1. CMF today vs. ambition
In traditional appliance design, CMF (Colour, Material, Finish) sits in a linear project pipeline:
Trend scan → Moodboard → Sample sourcing → Specification → Handoff to engineering.
This is the broader theme leaving out the details & nuances of each step. Every new product restarts from scratch. I want CMF to behave like a living operating system and move from craft to compounding capability
Traditional CMF | CMF Capability |
---|---|
Palette for one SKU | Persistent CMF DNA Library |
Trendboards | Evolving trend translation engine |
Vendor-dependent | Centralised CMF vendor repository |
Heavy visual judgment | Data-backed CMF validation framework |
Disconnected specs | Unified CMF database (queryable, digital) |
2. Capabilities goals
1. CMF DNA library
The core is a digital record of every colour, material, and finish we’ve ever used where each entry tagged with:
Emotion: trustworthy white, warm metallic, tech matte black
Performance: gloss retention, scratch resistance, UV ageing
Manufacturability: moulding process, coating vendor, cost
If this works, every new SKU begins with a proven, high-confidence palette.
2. Digital CMF sandbox
A shared digital workspace where designers can simulate and remix finishes.
Integrate KeyShot + PBR Material Library (or equivalent)
Simulate light response (roughness, reflectivity)
Maintain a “Virtual CMF Wall” or something like Dyson’s physical room.
Quick pre-visualisation before requesting any sample.
If this works then we'll iterate faster, have stronger visual continuity and less wasted physical samples.
3. CMF validation framework
How to turn taste into a measurable system? We could create a Native Finish Scorecards and rate between 1-5pm
Visual Cohesion: Harmony under different light temps (warm / neutral / cool)
Durability: Scratch, rub, UV, and chemical resistance
Manufacturability: Coating stack-up, gloss delta, tolerance
Over time, this becomes the Native Finish Index. If this works, we'll be able to take defensible and repeatable CMF decisions that are not subjective.
4. CMF vendor repository
Convert one-time supplier relationships into a long-term ecosystem.
Maintain a searchable database for vendor capability, lead times, process and process reliability.
Build long-term partnerships with 5–6 trusted material partners for each domain (paint, resin, coating, metal, plastic).
Rapidly source and use pre-approved finishes instantly.
5. CMF evolution
We know that trends come and go but, the brand DNA should:
Track global trend reports (WGSN, Peclers, FranklinTill, Colour Hive)
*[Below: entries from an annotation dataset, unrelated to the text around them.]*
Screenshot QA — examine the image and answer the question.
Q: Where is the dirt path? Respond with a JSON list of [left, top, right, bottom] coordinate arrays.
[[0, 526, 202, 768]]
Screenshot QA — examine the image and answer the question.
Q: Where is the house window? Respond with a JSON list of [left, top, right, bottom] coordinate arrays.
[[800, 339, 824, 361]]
Translate macro ideas → Native language.
E.g. “Bio-polished minimalism” → Matte + soft neutral whites for Indian kitchens
E.g. “Quiet luxury” → Low-lustre metallics, warm light textures
“Hyper-efficiency” → Simplified component colour blocking
Maintain a “Trend ↔ Brand Map” so evolution is intentional, not accidental.
3. Who’s done this well
Dyson maintains a permanent CMF Design Language team that spans all SKUs.
Apple has a strict internal code for every finish which they have reused and iterated for years.
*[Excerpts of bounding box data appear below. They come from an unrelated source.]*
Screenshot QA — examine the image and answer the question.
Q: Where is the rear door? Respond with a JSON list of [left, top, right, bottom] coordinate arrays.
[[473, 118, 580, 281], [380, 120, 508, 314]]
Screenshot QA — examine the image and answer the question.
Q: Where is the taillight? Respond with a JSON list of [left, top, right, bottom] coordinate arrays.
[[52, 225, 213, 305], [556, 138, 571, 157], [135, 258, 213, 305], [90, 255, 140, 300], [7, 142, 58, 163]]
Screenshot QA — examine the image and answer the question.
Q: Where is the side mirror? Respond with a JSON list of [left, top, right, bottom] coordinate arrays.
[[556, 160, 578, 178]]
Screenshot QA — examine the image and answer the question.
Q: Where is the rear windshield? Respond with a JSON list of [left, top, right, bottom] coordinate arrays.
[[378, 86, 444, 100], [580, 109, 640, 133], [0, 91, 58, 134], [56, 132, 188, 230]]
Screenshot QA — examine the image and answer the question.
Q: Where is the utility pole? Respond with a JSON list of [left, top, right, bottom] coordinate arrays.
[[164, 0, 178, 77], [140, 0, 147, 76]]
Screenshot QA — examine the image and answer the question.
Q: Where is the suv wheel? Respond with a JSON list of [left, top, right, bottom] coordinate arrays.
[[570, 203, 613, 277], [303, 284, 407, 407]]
Polestar has an unified “Material Architecture” that defines visual & tactile continuation through their products.
Logitech established a CMF operations database linking design and vendors data.
4. Future extensions
Once the foundation is stable, I could extend it in three directions:
A predictive layer for AI-assisted CMF recommendations that suggest finishes by durability, visual harmony, or cost.
A virtual CMF lab with a physical library (or, AR-based) for internal and user validation.
A public database of CMF finishes built for Indian homes.